Uma avaliação feita de encomenda para reprovar alguns. Isso tem sentido?

Meu convencimento é de que avaliar bem não é tarefa fácil.
Também penso que é muito fácil criticar avaliações.
Não duvido um instante sequer que existam instituições de ensino superior reprováveis no Brasil. Há mesmo muita ruindade por aí, por várias razões.
evaluation_090919-1.jpgAs diversas avaliações levadas a cabo pelo INEP/MEC revelam ruindades. 
E, como se viu no último ranking, em várias casos a ruindade está também em IES públicas. É como se a ruindade deixasse de ser privilégio das IES particulares. E cai o mito de que qualidade é coisa apenas para IES públicas que, de maneira geral, contam, para início de conversa, com alunos oriundos das melhores escolas da Educação Básica. Mais preparados, conquistam mais vagas nas IES públicas. Restam aos menos preparados, notadamente os que vieram de escolas públicas da Educação Básica, o caminho das IES particulares, algumas verdadeiros caça-níqueis mesmo.
Mas como acreditar de todo em um sistema que é feito para reprovar mesmo algumas IES? Ou em um sistema que limita o número de IES que terão a nota máxima?
Pois é esse exatamente o problema que acaba revelado em manifestação do Ministro da Educação, Fernando Haddad, em matéria publicada hoje no jornal Folha de S.Paulo.
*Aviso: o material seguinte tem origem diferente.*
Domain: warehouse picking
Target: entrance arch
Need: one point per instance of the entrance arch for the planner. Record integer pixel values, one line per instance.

Segundo o ministro, o modelo de avaliação adotado pelo MEC pressupõe que sempre haverá IES com notas baixas,assim como poucas com nota máxima.
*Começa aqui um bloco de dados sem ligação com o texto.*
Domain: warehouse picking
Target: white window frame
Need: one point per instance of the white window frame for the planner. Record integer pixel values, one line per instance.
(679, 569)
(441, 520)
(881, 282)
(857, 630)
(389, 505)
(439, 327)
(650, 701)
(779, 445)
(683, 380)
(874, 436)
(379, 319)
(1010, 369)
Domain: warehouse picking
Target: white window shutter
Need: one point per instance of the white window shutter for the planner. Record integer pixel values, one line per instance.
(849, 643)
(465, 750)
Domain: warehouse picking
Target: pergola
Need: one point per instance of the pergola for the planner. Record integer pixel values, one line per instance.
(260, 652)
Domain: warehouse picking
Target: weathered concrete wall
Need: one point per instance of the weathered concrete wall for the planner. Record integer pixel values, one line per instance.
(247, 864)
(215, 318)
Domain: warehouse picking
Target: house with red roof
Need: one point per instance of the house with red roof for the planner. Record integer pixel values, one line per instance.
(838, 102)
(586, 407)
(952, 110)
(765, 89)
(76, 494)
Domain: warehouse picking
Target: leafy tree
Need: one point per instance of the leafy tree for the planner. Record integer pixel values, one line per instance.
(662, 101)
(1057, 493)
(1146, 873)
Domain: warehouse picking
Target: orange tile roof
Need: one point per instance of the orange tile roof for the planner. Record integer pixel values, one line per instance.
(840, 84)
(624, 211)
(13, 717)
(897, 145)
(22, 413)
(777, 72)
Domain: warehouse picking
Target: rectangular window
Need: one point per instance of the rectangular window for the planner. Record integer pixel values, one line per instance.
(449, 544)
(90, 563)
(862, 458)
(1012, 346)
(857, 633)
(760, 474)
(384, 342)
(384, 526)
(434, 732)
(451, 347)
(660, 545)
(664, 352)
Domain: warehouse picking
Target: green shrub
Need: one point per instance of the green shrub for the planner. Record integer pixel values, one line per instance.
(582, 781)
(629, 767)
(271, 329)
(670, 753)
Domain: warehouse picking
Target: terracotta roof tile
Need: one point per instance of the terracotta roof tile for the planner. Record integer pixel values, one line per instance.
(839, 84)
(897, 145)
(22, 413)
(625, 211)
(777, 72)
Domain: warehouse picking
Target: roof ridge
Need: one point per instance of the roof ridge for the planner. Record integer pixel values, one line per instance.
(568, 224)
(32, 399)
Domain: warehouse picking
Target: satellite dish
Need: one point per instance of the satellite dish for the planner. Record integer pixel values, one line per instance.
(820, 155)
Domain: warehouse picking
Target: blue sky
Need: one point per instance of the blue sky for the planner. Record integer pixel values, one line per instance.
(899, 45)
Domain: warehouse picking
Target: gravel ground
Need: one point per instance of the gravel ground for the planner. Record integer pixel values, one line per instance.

Fernando Haddad admite que o modelo de avaliação adotado pelo ministério do qual é titular for aplicado na França haverá instituições com IGC [Índice Geral de Cursos] igual a 1, o nível mais abaixo. O ministro é enfático: “Sempre haverá cerca de 12% das matrículas em instituições com desempenho insuficiente.”
Me vi pensando se Haddad fosse diretor de uma escola na qual eu pretendesse matricular meu filho. Eu desistiria disso assim que soubesse que, antes de qualquer prova, já estivaria decidido que apenas 12% dos alunos teriam nota máxima e que de qualquer jeito alguns alunos seriam reprovados.
Afinal, não deve haver escola que reprova apenas para ajustar resultados possivelmente à curva da normalidade.
Em síntese, não tem sentido uma avaliação “gausiana” – que me perdõem pelo neologismo – que força a reprovação de alguns para que o “destino da curva do sino” se faça.
Escola que é escola mobiliza recursos para que todos os alunos sejam aprovados, deseja que todos alcancem nota máxima. Ou não?
Escola que avalia ciente e consciente de que terá que reprovar alguns para mostrar que a curva da normalidade funciona não tem sentido.
A avaliação que o MEC vem fazendo é desse tipo. Algumas IES, alguns cursos terão que “tomar pau”, ainda que venham a obter nota que não conduzisse a isso. IES e cursos serão reprovadas apenas para mostrar que a curva do sino também se manifesta nessa avaliação, que os resultados seguem a “normalidade”, ainda que “encomendada”.
Será que a todo aluno interessa saber se estuda na melhor IES, no melhor curso de sua área?
Ou ele quer apenas saber se a sua IES ou o curso tem a qualidade necessária?
Mas com esse ajuste à curva do sino, como de tudo no mundo fosse normal, que certeza esse aluno terá da real “nota” da sua IES ou do seu curso?
No artigo Tremores no Ensino Superior,  publicado em 18/9/2009 no jornal Folha de S. Paulo, Arnaldo Niskier afirmou que, pelo que comprovam os recentes exames nacionais, estamos diante de uma tragédia anunciada. 
Pois é, ele não falou nessa perspectiva, mas a  metodologia adotada pelo MEC prenuncia mesmo algumas tragédias. Independente de pontuações que IES ou cursos venham a obter, alguns serão “reprovados” e a tragédia estará no cenário, dele e dos que são seus alunos.
Repito: existem IES e cursos superiores ruins. E devem ser fechados se, dada uma oportunidade, não melhorarem.
Mas é hora de batermos o sino para alertar sobre o risco de  injustiças que possam estar sendo cometidas, em nome da estatística, na avaliação do ensino superior.